Métodos Formais em Engenharia de Software

Mestrado em Engenharia Informática

Why3 Exercises: Verification of Functional Programs

I. Generic Programming

Create the following incomplete WhyML module containing definitions of polymorphic map and filter functions.

module FunctExerc
  use int.Int
  use list.List
  use list.Length
  use list.Mem
  use list.NthNoOpt
  type a
  type b

  let rec function map (f :a -> b) (l :list a) : list b
  =  match l with
     | Nil -> …
     | Cons h t -> …
     end

  let rec function filter (p :a -> bool) (l :list a) : list a
  = match l with
    | Nil -> …
    | Cons h t -> …
    end

end

The list library modules can be found here: https://why3.lri.fr/stdlib/list.html

  1. Complete the definition of the map function
  2. Equip it with postconditions to express the following properties:
    1. For every n, the nth element of the result list and the nth element of the argument list are related by f as expected (use the nth library function)
    2. the length of the result list is the same as for the argument list (use the length library function)
  3. Prove the resulting verification conditions

  4. Complete the definition of filter
  5. Equip it with postconditions to express the following property:
    1. any element x of type a is a member of the result list if and only if it is a member of the argument list and p(x) holds true

Now create a new module and define the foldr function:

module Foldr

  use int.Int
  use list.List
  use list.Permut
  use list.SortedInt
  use list.Sum

  let rec function foldr (f :'a -> 'b -> 'b) (z :'b) (l :list 'a) : 'b
  = 
  match l with
  | Nil -> z
  | Cons h t -> f h (foldr f z t)
  end

...
end
  1. One way in which we can use foldr is in specifications.
    1. Define a function sumList that sums a list of integers, using explicit recursion.
    2. Equip sumList with a specification stating that it returns the result of folding the binary sum operator over the list
  2. Another way of course is to program with it. Let us use it to define the insertion sort algorithm.

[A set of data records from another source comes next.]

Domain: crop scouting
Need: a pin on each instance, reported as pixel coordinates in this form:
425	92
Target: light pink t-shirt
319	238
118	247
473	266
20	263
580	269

    1. Define the “ordered insertion” function insert (or else, just write a spec for it)

    2. Now write the following definition, then include the usual spec in the function and try to prove the resulting VCs. let function iSort (l :list int) : list int = foldr insert Nil l

  3. In principle your attempts have failed, because this definition is not explicitly recursive. But we can prove the result by writing a lemma function: let rec lemma iSort_sorts (l :list int) ensures { sorted (iSort l) } = match l with | Nil -> () | Cons _ t -> iSort_sorts t end

This is a nice interplay between the logic and program levels of Why3: lemma functions allow for proofs to be written as programs!

  1. Now write a lemma function to prove that iSort produces a permutation of its argument.

Solutions permalink

II. Binary Trees

Consider a (polymorphic) inductive type for (immutable) binary trees and the specification and implementation of an ordered insertion function on trees of type int .

type tree 'a = Empty | Node (tree 'a) 'a (tree 'a)

let rec add (t : tree int) (v : int) : tree int =
    requires { sortedBT t }
    ensures  { sortedBT result }
    ensures  { size result = size t + 1 } 
    ensures  { forall x : int. memt result x <-> (memt t x \/ x = v) }
    ensures  { forall x : int. num_occ x result =
                               if x = v then 1 + num_occ x t else num_occ x t }
    match t with
     | Empty -> Node (Empty) v (Empty)
     | Node t1 x t2 ->
       if v <= x then Node (add t1 v) x t2 
                 else Node t1 x (add t2 v)
    end

Define all the predicates and functions used in the specification and prove the correctness of add.

We note the following:

Recursive vs quantified logic definitions

Consider the definition of a leq_tree predicate to express that a given integer is not greater than any of the elements in a tree (required for definition of sorted tree). One way to express this is using a membership predicate and a universal quantifier:

predicate leq_tree (x : int) (t : tree int) = 
     forall k : int. memt t k -> x <= k 

A second way is to define the predicate recursively:

let rec predicate leq_tree (x : int) (t : tree int)
  = match t with
    | Empty -> true
    | Node t1 k t2 -> x <= k && leq_tree x t1 && leq_tree x t2
    end

Each definition may be more appropriate for proving different things.

But in fact in Why3 we can have both, by including the first definition as a postcondition of the second:

let rec predicate leq_tree (x : int) (t : tree int)
    ensures { result <-> forall k : int. not (memt t k) \/ x <= k }
= match t with
  | Empty -> true
  | Node t1 k t2 -> x <= k && leq_tree x t1 && leq_tree x t2
  end

This kind of dual definition may be useful to facilitate automated proofs, but it has an additional advantage: the specifications become stronger and more trustable: since we will have to prove verification conditions to ensure that the postcondition holds, this will help us find any errors that might be present in either of the two versions of the definition.